Difference between revisions of "Inverse Z transform" - Rhea

Revision as of 07:20, 23 September 2009

                                                Inverse Z-transform

$  x[n] =  \frac{1}{2 \prod j} \oint_C {X(z)} {z ^ {n-1}} dz \  $
where C is a closed counterwise countour inside the ROC of the Z- transform and around the origin.

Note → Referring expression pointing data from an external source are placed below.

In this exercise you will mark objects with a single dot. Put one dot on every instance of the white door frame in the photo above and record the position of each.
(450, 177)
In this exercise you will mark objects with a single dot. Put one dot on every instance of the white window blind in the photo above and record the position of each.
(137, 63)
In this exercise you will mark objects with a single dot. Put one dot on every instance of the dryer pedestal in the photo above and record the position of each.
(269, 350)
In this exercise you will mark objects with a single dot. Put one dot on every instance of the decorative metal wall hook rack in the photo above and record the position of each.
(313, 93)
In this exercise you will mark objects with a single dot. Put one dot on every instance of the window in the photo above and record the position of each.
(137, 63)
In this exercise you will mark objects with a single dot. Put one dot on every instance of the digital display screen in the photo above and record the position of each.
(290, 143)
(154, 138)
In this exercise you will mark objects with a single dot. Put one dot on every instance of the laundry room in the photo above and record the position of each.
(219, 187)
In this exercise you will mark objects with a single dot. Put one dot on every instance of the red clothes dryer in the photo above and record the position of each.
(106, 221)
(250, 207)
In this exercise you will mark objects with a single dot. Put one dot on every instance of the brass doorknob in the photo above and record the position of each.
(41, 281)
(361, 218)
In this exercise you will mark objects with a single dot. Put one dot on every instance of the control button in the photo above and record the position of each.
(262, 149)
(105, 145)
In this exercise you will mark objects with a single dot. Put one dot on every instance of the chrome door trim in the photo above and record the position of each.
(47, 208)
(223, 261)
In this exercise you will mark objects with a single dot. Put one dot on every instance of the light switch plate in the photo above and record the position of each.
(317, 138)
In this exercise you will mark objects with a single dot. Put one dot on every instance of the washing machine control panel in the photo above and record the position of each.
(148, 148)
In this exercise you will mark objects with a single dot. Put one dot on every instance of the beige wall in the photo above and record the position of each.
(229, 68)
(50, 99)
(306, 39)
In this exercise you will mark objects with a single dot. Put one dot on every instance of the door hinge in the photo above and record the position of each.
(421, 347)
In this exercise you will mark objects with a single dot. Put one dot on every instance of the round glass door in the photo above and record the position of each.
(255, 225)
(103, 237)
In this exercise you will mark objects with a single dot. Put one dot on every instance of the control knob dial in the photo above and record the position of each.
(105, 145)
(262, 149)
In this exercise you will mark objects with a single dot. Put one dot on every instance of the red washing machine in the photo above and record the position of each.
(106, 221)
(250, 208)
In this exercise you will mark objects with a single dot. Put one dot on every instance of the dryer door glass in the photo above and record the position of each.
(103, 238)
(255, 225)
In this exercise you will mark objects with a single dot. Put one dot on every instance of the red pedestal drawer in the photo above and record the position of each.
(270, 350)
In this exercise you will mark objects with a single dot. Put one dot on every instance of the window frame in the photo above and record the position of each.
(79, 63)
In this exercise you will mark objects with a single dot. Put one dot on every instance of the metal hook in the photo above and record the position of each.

            $  = \sum_{poles  a_i ( X(z)  z ^ {n-1})}  Residue ( X(z)  z ^ {n-1}) \  $
            $  = \sum_{poles  a_i ( X(z)  z ^ {n-1})} \  $  Coefficient of degree (-1) term on the power series expansion of $  ( X(z)  z ^ {n-1}) \  $  $  about a_i \  $

So inverting X(z) involves power series.

$ f(X)= \sum_{n=0}^\infty \frac{f^n (X_0) (X-X_0)^{n}}{n!} \ $ , near $ X_0 $

$ \frac{1}{(1-x)} = \sum_{n=0}^\infty X^n \ $ , geometric series where |X|=1

Computing equivalent to complex integration formula's

1) Write X(z) as a power series.

$ X(z) = \sum_{n=-\infty}^{\infty} \ C_n z^n \ $ , series must converge for all z's on the ROC of X(z)

2) Observe that

$ X(z) = \sum_{n=-\infty}^{\infty} \ x[n] z^{-n} \ $

i.e.,

$ X(z) = \sum_{n=-\infty}^{\infty} \ x[-n] z^n \ $

3) By comparison

$ X[-n] = \ C_n \ $

or

$ X[n] = \ C_ -n $

Example 1:

$ X(z) = \frac{1}{(1-z)} \ $

Two possible ROC

Case 1: |z|<1

$ X(z) = \sum_{n=0}^\infty z^n \ $

   $   =  \sum_{k=-\infty}^{0} \ z^{-k} \  $
    $  =  \sum_{n=-\infty}^{\infty} \ u(-k) z^{-k} \  $

so, x[n]=u[-n]

Consistent as having inside a circle as ROC.

Case 2: |z|>1

$ X(z) = \frac{1}{(1-z)} \ $

   $  = \frac{1}{z(\frac{1}{z}-1)} \  $
    $ = \frac {-1}{z} {\frac{1}{1-\frac{1}{z}}} \  $,    observe $ \ |\frac {1}{z}|< 1 \  $

Now by using the geometric series formula, the series can be formed as 

      $ = \frac {-1}{z} \sum_{n=0}^\infty  (\frac {1}{z})^{n} \  $

      $ = - \sum_{n=0}^\infty z^{-n-1} \  $

Let k=(n+1)

      $ = - \sum_{k=1}^\infty z^{-k} \  $

      $ = \sum_{k=1}^\infty -u(k-1) z^{-k} \  $

By coparison with the Z- transform formula

$ x[n]= -u[n-1] \ $

Consistent as having outside of circle as the ROC.